Junkertown station: arguably less “one town of a million or so souls in space” than “ten or so separate space stations sharing little more than a center of gravity,” wrapped around trans-shipping docks in the unpatrolled and lawless outskirts of a fringe system far from the Mage-King of Mars, his Hands, his Navy, or his laws. It spreads across a zero-g lattice seven kilometers tall and wide, and about fifteen long, a mismatch of towers, hollowed asteroids, and spin habitats bolted to (or relocated within) a no-longer-spinning O’Neill cylinder and multi-kilometer docking towers. Whichever part you’re in, Junkertown is a place where people mostly come to do business they might be forced to avoid elsewhere. Its component parts are run by the practices and predilections of those who happen to own their part of the station or the power to insist on some measure of control anyway. Less than half of the people living there have any plans to stay. Tonight, crumpled in an alley in one of the spin sections, there’s about to be another hoping to leave.
"I'd say bad luck that I landed here, then, but honestly I'm glad to be somewhere with people and that isn't on fire."
Samora and the clerk keep on trading cultural and technological information in a similar vein; by 8AM Olympus Mons time they feel like they have a rough grasp of each other's magic systems and Samora knows enough about what electricity is to be very impressed with it.
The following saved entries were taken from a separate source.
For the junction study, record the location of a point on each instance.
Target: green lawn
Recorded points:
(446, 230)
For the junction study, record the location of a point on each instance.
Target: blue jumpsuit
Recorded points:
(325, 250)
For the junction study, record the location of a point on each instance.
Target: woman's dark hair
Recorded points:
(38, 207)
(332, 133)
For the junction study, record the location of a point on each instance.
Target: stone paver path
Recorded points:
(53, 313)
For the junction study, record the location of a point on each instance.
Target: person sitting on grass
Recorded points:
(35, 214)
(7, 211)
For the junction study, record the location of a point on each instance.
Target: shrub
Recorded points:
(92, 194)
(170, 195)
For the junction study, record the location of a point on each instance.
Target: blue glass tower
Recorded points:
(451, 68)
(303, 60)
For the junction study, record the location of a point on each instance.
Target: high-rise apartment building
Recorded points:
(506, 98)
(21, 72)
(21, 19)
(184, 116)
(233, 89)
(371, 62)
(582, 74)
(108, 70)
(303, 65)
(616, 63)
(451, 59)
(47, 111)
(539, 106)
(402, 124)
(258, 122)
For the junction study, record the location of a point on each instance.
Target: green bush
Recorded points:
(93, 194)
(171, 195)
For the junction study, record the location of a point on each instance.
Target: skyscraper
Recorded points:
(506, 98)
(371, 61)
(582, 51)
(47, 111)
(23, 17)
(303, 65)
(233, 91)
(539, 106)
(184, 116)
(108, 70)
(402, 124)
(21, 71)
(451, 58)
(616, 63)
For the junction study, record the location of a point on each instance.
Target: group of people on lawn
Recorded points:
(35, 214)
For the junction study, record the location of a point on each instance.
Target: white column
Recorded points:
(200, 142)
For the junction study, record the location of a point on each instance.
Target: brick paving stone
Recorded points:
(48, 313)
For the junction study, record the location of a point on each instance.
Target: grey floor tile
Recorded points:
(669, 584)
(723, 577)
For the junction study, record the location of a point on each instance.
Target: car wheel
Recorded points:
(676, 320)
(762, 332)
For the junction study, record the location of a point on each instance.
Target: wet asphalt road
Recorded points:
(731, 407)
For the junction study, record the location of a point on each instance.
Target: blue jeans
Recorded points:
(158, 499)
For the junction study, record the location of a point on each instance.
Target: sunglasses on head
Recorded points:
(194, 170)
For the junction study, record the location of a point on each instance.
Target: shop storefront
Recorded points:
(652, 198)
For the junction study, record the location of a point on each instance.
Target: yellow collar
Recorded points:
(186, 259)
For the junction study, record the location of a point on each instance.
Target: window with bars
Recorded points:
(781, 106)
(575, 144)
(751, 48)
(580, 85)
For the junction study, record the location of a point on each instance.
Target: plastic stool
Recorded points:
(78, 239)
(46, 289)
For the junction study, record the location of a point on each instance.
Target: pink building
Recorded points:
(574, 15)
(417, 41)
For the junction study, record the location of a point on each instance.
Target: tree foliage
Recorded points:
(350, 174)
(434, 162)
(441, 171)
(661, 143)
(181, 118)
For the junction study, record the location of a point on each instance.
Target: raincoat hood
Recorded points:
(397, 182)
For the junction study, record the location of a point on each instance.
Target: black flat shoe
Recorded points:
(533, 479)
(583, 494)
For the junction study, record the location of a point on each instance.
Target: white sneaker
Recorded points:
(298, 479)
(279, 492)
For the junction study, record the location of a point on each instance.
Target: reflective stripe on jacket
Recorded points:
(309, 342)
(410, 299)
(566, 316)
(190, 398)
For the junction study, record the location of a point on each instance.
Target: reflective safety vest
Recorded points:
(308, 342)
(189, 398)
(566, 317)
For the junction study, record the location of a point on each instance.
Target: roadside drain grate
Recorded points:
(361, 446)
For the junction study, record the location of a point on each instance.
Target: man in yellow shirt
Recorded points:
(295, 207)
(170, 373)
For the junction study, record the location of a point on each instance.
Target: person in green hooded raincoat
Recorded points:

In places where there's no well-defined dawn, the gods must work out different agreements for when clerics get their spells. In the absence of any other gods with opinions on this civilization's space stations, the tiny fragment of a fragment of Iomedae that tracks Samora's spell prep timer defaults to a census of nearby clocks.
"Oh, apparently dawn is now! Time to go do my prayer hour." Samora goes and kneels in a corner with her sword across her knees and contemplates the lessons she's learned from this strange planet and also the various options for getting her party collected up and pointed at the Belcorra situation again. Sending Sending and another Sending in case of complications, two Plane Shifts and one Breath of Life instead of the reverse, handful of combat spells for the optimistic case where they're back in the dungeon by mid-afternoon and for the pessimistic case where there's some other unexpected combat, two Comprehend Languages because this place has a lot of signage and it would be nice to be able to read it, and several open slots because this is a weird situation and she expects to want flexibility more than maximum combat effectiveness.